26 『脱走と裏切り』

 翌、未明。

 にごったような薄紅色の空が雲に覆われた時分、サツキを起こす者があった。同室の忍者・フウサイである。


「サツキ殿」

「どうした? フウサイ」

「緊急事態でござる」


 耳障りの悪い単語に、サツキはにぶい頭を無理やり覚めさせるように、身体を起こした。フウサイは夜も警戒を完全に解くわけじゃない。しかし、人間睡眠なしでは無理を来して身を滅ぼす。つまり、フウサイの寝ているときに起こった出来事ということだ。


「なにがあった?」

「拙者が寝ていた時間、おそらくは明け方の三時くらいに、ケイト殿が脱走したでござる」

「脱走……だと?」

「クコ殿の剣を持っての脱走でござる。なにか意図があるか、拙者には読めぬ次第。サツキ殿、どうなされる?」

「そうだな。全員をこの部屋に呼んでくれ」

「御意」


 ほどなく、フウサイが五人を連れてきた。クコ、リラ、ルカ、ナズナ、ミナトの五人である。




 開口一番、サツキは一同に言った。


れんどうけいが脱走した。クコの剣を持ってだ」

「つまり、裏切り?」


 ルカの目が鋭い。


「いや。正確には、彼が最初から我々の仲間ではなかったことを意味する。彼とガンダス共和国で合流して以降、ここまでアルブレア王国の騎士と出会わなかったのが引っかかっていた。おそらく、効果的なタイミングをみて我々を襲わせるため、間者として士衛組に入ったのだ」

「そう考えるのが、筋が通るわね。そして、もう私たちを襲わせる手引きは済んでいる。ここからは、いつ襲われてもおかしくはない。また、私たちの情報もブロッキニオ大臣側には渡っている」


 と、ルカがサツキの言葉に続けて状況を整理してみせる。

 実は、間者の可能性を、以前から玄内と共有していた。共有していたのは、サツキとルカだけ。クコには不安を与えないために伝えてない。というのもあり、今はそのことはルカも黙っておく。

 前々から、玄内が怪しんでいたことが、ここで発露した形になった。


 ――でも、正直……ケイトさんは、本当に俺たちを陥れるつもりで旅を共にしていたようには思えないんだ。いっしょにいたときの空気で、ケイトさんの心は少しだけわかる気がしてる。その心がきしんでいたことも。では、なにか事情があるのか……。話せないことがあるのか……。ただ、それを考えてやれる時間と余裕はない。
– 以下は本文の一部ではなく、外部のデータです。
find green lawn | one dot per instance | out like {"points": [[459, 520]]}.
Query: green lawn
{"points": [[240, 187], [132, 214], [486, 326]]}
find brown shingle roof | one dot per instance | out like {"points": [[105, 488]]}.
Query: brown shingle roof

 ケイトと士衛組の中でもっとも仲の良かったミナトは、この底抜けに明るい少年にはめずらしいさびしげな顔をしていた。ケイトは、ミナトに対して最初から好感を持っているようだった。修業にも付き合いたがったし、


「ミナトさんだけは、この士衛組の中で特殊な人だ」


 とミナトに言っていたのを、うっかり物陰から聞いてしまったこともある。

 これに対してミナトは、


「まいりましたなあ。僕だけこの組の中にいて、正義に関係がない。でも、サツキがいればそれでいいんですよ」


 なんて答えていた。

 そんなミナトが、顔を上げて、


「実は、同室の僕のところには、手紙が置いてありました」


 と部屋にあった手紙を差し出した。

 サツキは受け取る。

 そこには、


『御世話になりました。故郷、アルブレア王国へ帰ります』


 とだけあった。

 そのまま読み上げてみるが、だれからも反応はない。なんと言っていいかわからない。

 重く立ちこめた空気を破り、クコは聞いた。


「わたしの剣が盗られたのはわたしの落ち度です。わたしとしては、ケイトさんへの仕返しは考えていません。ですが、剣は取り戻すべきだと思います。どうしますか?」

「決まってるわ」


 ルカが促すようにサツキを見ると、


「斬る」


 と、サツキは短く言った。

 ミナトの肩がぴくりと動く。容赦のないサツキの言葉に、不快感を示すような目で一瞥した。


「当然ね」


 と、ルカが追い打ちをかけるように言う。

 サツキもルカも、ミナトの視線など一切見ることなく、平然としている。特にルカの普段と変わらぬ、いや普段以上の冷徹さが、ミナトからすると憎くなる。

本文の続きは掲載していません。